Smita Sahay co-conceptualised and served as associate editor of of Veils, Halos & Shackles - International Poetry on the Oppression and Empowerment of Women. Her writings have appeared in various national and international journals and anthologies. She holds an MBA from the Indian School of Business and is the founder of Acciohealth, a social venture that works to shatter the stigma associated with mental health and make information and care accessible to everyone. She's currently working on her first novel.


Ankita Shah is a full-time poet and part-time tax consultant. She co-founded The Poetry Club (TPC) in 2013, an organisation dedicated to enabling more people to practice and access poetry. As a part of TPC, she has curated many poetry reading events in the city including at the Lil Flea, the Kala Ghoda Arts Festival, the AIESEC Mumbai Youth Speak Forum and Canvas Kavita. She also co-conducted Verse Voyage – a camp cum poetry writing workshop, and introductory poetry workshops with young students at the Akanksha Foundation.  

She was featured at the Kala Ghoda Arts Festival 2016, Times Literature Festival 2016, Kavya Hotra 2016, an annual multilingual poetry festival in Goa and the Poets Translating Poets Festival 2016.  


Lavanya Shanbogue-Arvind is the winner of the Commonwealth Short Story Special Prize, 2011. Her short story, The Crystal Snuff Box and the Pappudum was adapted for radio by the Commonwealth Broadcasting Association and was broadcast in Commonwealth countries.

Her debut novel, The Heavens We Chase has just been released. Her short stories have been published in both Indian and International presses including the Griffith Review, Australia, Blink, the year-end fiction edition of the Hindu Business Line and New Asian Short Stories. Her non-fiction writings include work on gender, sexuality, and citizenship, women’s engagement with the law, women’s writings, and history amongst other humanities related subjects.

Apart from a Master’s degree in Business, she holds a Master’s Degree in Creative Writing (Fiction) from the City University of Hong Kong. She is currently pursuing her Master’s degree in Women’s Studies from the Tata Institute of Social Sciences, Mumbai.

In an earlier avatar she spent 7 years in financial services and worked in the areas of credit risk management and underwriting of diverse kinds of risks


Maya Sharma Sriram is a writer-poet. Her work has appeared in many journals in India and abroad, including the anthology, Voices in Time, a collection of poems short-listed in the All India Poetry Competition conducted by The Poetry Society of India and The British Council, Kavya Bharathi, Brown Critique and Mused Literary Journal.  She is a winner of the Elle Fiction Award, 2010. She is also the author of the book, Bitch Goddess for Dummies.


Tanuj Solanki’s Neon Noon, was shortlisted for the Tata Lit Live First Book Award (fiction). His work has appeared in Caravan, Out of Print, Hindu Business Line, and numerous other publications. He is currently at work on his second book, a collection of short stories about characters from his hometown, Muzaffarnagar. The book, tentatively titled Compassionate Grounds is due in late 2017.

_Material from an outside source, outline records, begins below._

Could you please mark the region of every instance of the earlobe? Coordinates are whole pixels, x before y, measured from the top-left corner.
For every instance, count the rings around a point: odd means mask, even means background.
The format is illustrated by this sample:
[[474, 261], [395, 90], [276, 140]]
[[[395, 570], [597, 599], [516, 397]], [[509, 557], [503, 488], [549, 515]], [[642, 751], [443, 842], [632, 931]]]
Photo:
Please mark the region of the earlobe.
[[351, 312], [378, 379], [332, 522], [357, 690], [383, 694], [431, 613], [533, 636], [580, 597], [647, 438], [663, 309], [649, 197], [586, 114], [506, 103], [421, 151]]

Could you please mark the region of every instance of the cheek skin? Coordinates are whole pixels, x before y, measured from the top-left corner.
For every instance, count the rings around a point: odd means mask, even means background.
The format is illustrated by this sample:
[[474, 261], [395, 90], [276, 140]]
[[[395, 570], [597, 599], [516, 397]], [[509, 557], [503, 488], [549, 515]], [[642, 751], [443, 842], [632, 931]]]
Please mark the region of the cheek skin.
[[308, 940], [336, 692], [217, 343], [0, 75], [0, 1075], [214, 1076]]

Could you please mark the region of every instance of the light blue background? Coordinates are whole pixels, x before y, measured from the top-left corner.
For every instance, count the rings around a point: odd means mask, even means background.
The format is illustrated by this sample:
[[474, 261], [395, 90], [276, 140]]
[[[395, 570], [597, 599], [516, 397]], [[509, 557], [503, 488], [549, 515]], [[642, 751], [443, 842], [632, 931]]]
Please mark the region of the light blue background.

Shruti Sundarraman writes about culture, music and the human condition. She performs her songs to those who listen and spoken word to those who won't. She finds bios ironic because no one really knows themselves. 


Annie Zaidi is the author of Gulab', 'Love Stories # 1 to 14 and Known Turf: Bantering with Bandits and Other True Tales, which was short-listed for the Crossword Book Awards. She is also co-author of The Good Indian Girl, a series of inter-linked narratives that trace young women's lives and liberties, and has edited Unbound: 2000 Years of Indian Women's Writing. Her work has appeared in Out of Print.